By Rufaro Gijima
A good leader is one who knows the way, shows the way and goes all the way.
Quoting from John Maxwell, “Personal and organisational effectiveness is proportionate to the strength of leadership,” as what has been witnessed under the new political dispensation in Zimbabwe.
Judging from Zimbabwe’s economic activities in the past four months, it is safe to conclude that under President Mnangagwa’s stewardship, Zimbabwe is fast becoming an economic powerhouse.
While President Mnangagwa has been criticised for failing to campaign by certain “sympathisers”, what way of campaigning can surpass walking the talk, especially when other contenders are all talk, and unattainable promises!
As the country gears for elections this July, it is only normal for competitors to pick on each other in their quest to appease the electorate, hence the need for voters to evaluate on the best candidate.
While more than 100 contenders are in the race, the major candidates remain Zanu-PF and MDC-T, (President Mnangagwa and Chamisa respectively).
Unlike Chamisa, who has since promised bullet trains, and turning Victoria Falls into Las Vegas, the current President seems to be more focused on tangible results, especially towards economic revival.
While I don’t wish to discredit or question Chamisa’s credibility to revive the economy, the question is, what is it that he has done for the economy apart from holding rallies and promising the electorates pies in the sky?
Inasmuch as it is commendable for Chamisa to hop from one province to another announcing his existence and legitimacy as MDC president, he still needs a lot to do to convince the electorate that he is results oriented.
Actually, elections are the last thing that the country needs right now, for now, all the focus should be on rebuilding the economy and advancing economic prosperity.
As Zimbabwe continues to expand its network of top level business contacts and new financial partners, the President was this week in Senegal to attend the Africa CEOs Forum, thus walking the talk.
Last week he revealed that the country had recovered US$591,1 million from externalised funds, he opened a $40 million Willowton Group refinery in Mutare, and also commissioned a $500 000 Nestle Zimbabwe Cremora filling and packaging plant.
The President also signed the African Free Trade Area at the Kigali Convention, Rwanda.
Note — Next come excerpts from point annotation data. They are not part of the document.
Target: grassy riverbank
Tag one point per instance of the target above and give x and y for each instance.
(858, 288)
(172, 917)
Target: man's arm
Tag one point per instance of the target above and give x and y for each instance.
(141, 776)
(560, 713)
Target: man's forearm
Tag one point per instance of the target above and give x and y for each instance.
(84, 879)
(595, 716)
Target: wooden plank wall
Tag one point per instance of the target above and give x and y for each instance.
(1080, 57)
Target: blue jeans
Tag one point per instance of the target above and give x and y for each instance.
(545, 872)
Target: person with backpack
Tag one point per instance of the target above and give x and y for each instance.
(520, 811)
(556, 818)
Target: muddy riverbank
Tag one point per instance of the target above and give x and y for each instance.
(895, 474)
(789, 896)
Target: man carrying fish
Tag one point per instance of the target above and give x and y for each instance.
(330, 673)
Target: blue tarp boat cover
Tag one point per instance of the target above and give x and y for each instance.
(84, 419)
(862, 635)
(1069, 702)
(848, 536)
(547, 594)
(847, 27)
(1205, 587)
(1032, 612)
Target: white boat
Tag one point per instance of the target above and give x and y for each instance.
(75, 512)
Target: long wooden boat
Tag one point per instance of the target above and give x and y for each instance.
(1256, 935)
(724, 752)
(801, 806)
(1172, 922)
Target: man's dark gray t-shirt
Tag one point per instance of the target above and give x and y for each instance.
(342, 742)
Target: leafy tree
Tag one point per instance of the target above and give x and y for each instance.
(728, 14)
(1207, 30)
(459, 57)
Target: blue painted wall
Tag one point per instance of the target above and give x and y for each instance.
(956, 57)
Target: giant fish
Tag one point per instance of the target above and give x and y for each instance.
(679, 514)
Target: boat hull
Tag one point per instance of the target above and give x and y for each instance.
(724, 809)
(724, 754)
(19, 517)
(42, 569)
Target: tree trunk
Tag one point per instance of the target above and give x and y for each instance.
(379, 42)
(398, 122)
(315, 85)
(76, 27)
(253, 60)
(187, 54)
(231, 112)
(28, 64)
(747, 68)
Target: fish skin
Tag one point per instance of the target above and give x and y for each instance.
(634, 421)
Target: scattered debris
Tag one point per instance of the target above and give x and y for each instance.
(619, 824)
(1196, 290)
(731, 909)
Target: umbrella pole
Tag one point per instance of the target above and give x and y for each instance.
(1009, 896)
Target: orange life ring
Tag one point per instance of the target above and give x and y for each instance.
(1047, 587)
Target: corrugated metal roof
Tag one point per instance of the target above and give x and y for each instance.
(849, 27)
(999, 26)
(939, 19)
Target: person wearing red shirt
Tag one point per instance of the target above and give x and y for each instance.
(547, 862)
What more can we ask for?
Zimbabwe has embarked on a much stronger economic growth path following President Mnangagwa’s ascendency to power and the change of administration has generally given foreigners optimism of strengthening and re-establishing of bilateral investment agreements with Zimbabwe, making it an export destination of choice.
Most economic analysts concur that Zimbabwe’s economic prowess is being driven by the envisaged stable political environment following the change of political administration, improved business confidence and anticipated turnaround in key sectors of the economy, but mainly the political will of the leaders.
So before casting the ballot, there is need to remember that economic revival lies in the hands of the leader, and for now Mnangagwa has what it takes, and what the country and economy need.